LoRA Fine-Tuning Tutorial

Info

What is LoRA Fine-Tuning?

LORA (Low-Rank Adaptation) is a fine-tuning technique for large pre-trained models. It does not change most of the parameters of the original model but adjusts part of the model's weights to achieve optimization for specific tasks.

The LoRA fine-tuning method in this article comes from the RWKV community fine-tuning project RWKV-PEFT.

Before starting the LoRA fine-tuning, make sure you have a Linux workspace and an NVIDIA graphics card that supports CUDA.

LoRA VRAM Reference

The GPU VRAM requirements for RWKV LoRA fine-tuning can be referred to in the following table:

RWKV-7

Model Parameters	bf16	int8	nf4
RWKV7-0.1B	2.7GB GPU	2.5GB GPU	2.4GB GPU
RWKV7-0.4B	3.4GB GPU	2.9GB GPU	2.7GB GPU
RWKV7-1.5B	5.6GB GPU	4.6GB GPU	3.9GB GPU
RWKV7-2.9B	8.8GB GPU	6.7GB GPU	5.7GB GPU

RWKV-6

Model Parameters	bf16	int8	nf4
RWKV6-1.6B	7.3GB GPU	5.9GB GPU	5.4GB GPU
RWKV6-3B	11.8GB GPU	9.4GB GPU	8.1GB GPU
RWKV6-7B	23.7GB GPU	17.3GB GPU	14.9GB GPU

The data in the above table is based on the following training parameters:

ctxlen=1024
micro_bsz=1
strategy=deepspeed_stage_1
lora_r=64

As the training parameters change, the VRAM required for RWKV LoRA fine-tuning will also change.

Collect Training Data

You need to collect binidx data that is more suitable for training RWKV. For specific methods, you can refer to Preparing the Training Dataset.

Configure the Training Environment

To train the RWKV model, you first need to configure the training environment such as conda.
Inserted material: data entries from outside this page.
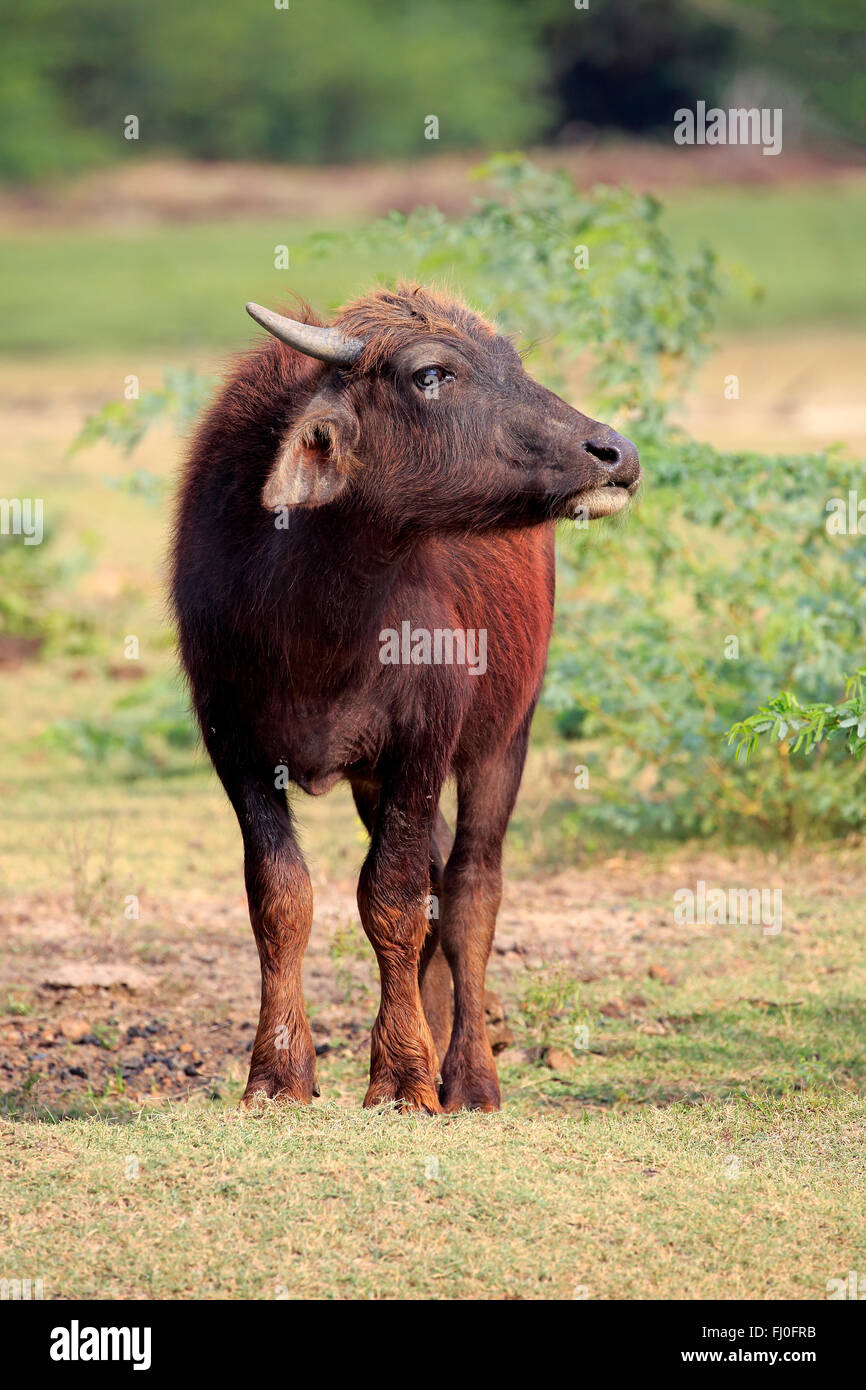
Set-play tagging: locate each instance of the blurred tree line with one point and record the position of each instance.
(349, 79)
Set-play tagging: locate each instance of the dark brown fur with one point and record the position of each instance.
(438, 510)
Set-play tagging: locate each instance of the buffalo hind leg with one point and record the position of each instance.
(473, 888)
(280, 895)
(392, 900)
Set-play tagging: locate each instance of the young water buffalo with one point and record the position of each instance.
(367, 509)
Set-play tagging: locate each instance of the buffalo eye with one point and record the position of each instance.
(430, 378)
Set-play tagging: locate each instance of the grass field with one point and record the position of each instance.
(727, 1201)
(704, 1137)
(181, 288)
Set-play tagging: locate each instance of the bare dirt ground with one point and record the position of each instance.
(177, 191)
(167, 1007)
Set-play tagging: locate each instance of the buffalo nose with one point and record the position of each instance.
(619, 455)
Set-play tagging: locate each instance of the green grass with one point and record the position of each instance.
(801, 243)
(727, 1201)
(178, 289)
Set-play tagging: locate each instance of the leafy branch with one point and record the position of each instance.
(801, 727)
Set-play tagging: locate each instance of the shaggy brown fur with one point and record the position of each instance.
(320, 508)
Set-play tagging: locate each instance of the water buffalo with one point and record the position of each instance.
(355, 491)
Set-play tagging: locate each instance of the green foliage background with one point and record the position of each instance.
(348, 79)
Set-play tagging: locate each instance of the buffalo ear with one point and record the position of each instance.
(316, 460)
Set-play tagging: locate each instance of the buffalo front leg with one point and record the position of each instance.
(280, 895)
(473, 890)
(434, 972)
(392, 900)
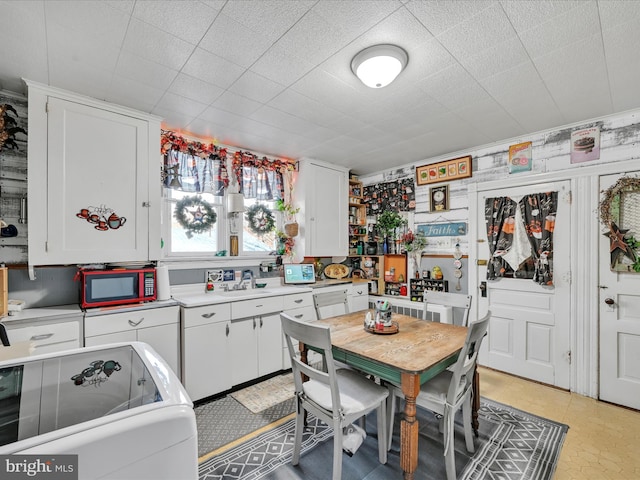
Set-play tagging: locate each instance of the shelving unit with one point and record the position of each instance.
(417, 286)
(395, 274)
(357, 217)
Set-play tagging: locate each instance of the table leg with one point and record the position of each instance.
(409, 426)
(476, 402)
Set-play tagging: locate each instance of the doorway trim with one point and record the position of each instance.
(585, 231)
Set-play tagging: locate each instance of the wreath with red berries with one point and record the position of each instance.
(260, 219)
(203, 215)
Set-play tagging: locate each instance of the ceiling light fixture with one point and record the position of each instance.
(379, 65)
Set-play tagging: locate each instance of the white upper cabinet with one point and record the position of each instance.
(322, 194)
(93, 179)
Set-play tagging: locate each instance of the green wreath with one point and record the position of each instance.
(202, 218)
(260, 219)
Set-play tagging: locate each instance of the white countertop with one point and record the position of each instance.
(49, 313)
(195, 296)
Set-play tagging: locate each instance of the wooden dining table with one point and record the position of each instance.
(419, 351)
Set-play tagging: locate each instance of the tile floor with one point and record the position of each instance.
(603, 440)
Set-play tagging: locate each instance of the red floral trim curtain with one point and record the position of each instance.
(193, 166)
(260, 178)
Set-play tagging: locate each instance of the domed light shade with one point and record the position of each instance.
(379, 65)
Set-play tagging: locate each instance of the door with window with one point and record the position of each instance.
(619, 301)
(530, 323)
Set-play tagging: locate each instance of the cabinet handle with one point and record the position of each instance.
(44, 336)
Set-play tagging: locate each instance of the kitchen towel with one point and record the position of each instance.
(162, 279)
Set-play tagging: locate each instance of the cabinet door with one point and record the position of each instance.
(206, 360)
(269, 344)
(164, 340)
(243, 350)
(97, 179)
(326, 214)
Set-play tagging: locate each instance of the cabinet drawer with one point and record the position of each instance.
(256, 306)
(47, 334)
(298, 300)
(193, 317)
(119, 322)
(304, 314)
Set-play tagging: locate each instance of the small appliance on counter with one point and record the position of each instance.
(118, 407)
(117, 286)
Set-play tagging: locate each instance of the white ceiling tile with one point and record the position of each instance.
(256, 87)
(161, 47)
(97, 23)
(233, 41)
(268, 17)
(237, 104)
(498, 58)
(176, 103)
(528, 15)
(195, 89)
(280, 66)
(185, 19)
(488, 28)
(212, 68)
(145, 71)
(220, 117)
(140, 96)
(571, 26)
(439, 16)
(314, 39)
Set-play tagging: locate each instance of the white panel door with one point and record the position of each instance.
(620, 314)
(530, 324)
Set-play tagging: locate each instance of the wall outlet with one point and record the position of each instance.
(214, 275)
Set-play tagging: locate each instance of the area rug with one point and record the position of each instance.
(512, 445)
(266, 394)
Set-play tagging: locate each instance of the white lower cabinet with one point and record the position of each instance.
(300, 307)
(255, 340)
(158, 327)
(206, 369)
(48, 330)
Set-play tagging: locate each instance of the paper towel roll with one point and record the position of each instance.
(162, 281)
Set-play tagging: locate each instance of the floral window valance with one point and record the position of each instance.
(260, 178)
(193, 166)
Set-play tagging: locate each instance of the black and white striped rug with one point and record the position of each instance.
(512, 445)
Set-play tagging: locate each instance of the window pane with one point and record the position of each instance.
(183, 242)
(252, 242)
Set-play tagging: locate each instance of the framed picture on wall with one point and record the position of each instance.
(439, 198)
(454, 169)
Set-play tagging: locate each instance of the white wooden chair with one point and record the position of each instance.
(329, 299)
(447, 299)
(338, 397)
(449, 391)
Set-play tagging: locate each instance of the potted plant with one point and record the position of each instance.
(289, 212)
(386, 225)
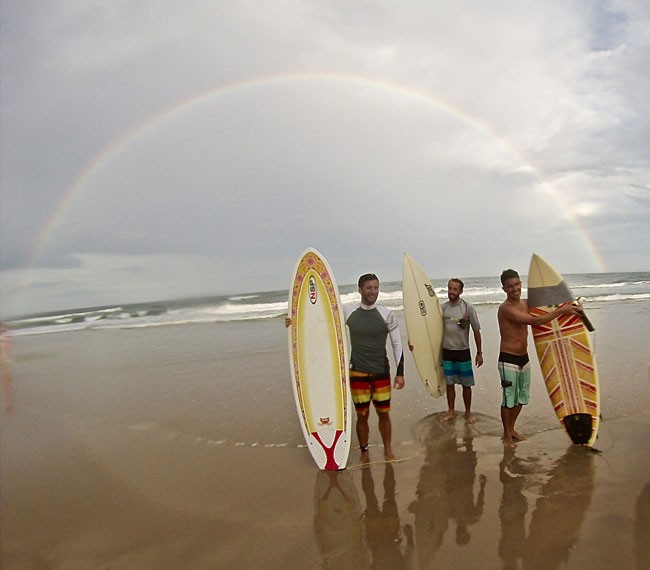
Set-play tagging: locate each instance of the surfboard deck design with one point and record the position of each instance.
(318, 357)
(565, 354)
(424, 325)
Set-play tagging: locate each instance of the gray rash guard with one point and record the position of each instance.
(369, 327)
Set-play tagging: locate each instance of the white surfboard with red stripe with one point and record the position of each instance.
(565, 354)
(318, 357)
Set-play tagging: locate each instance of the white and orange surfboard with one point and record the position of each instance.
(318, 357)
(565, 354)
(424, 325)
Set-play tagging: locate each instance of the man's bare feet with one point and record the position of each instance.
(508, 443)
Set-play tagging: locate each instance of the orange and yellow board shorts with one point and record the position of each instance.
(370, 387)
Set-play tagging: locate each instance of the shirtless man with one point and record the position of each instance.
(514, 367)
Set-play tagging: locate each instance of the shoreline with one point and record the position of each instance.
(179, 447)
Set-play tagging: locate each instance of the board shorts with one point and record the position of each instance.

For the specific process, please refer to the RWKV Training Environment Configuration section.

Clone the Repository and Install Dependencies

In Linux or WSL, use the git command to clone the RWKV-PEFT repository:

git clone https://github.com/JL-er/RWKV-PEFT.git

After the cloning is completed, use the cd RWKV-PEFT command to enter the RWKV-PEFT directory. And run the following command to install the dependencies required by the project:

pip install -r requirements.txt

Modify the Training Parameters

Open the run_lora.sh file in the RWKV-PEFT/scripts directory using any text editor (such as vscode), and you can modify the training parameters to control the fine-tuning training process and training effect:

lora-sh-config

The following is a parameter adjustment process for LoRA fine-tuning:

Adjust the Path Parameters

The first three lines of the run_lora.sh file are file path parameters:

load_model: The path of the base RWKV model
proj_dir: The output path of the training log and the LoRA file obtained from training
data_file: The path of the training dataset. Note that there is no need to include the bin and idx suffixes in the path, only the file name is required.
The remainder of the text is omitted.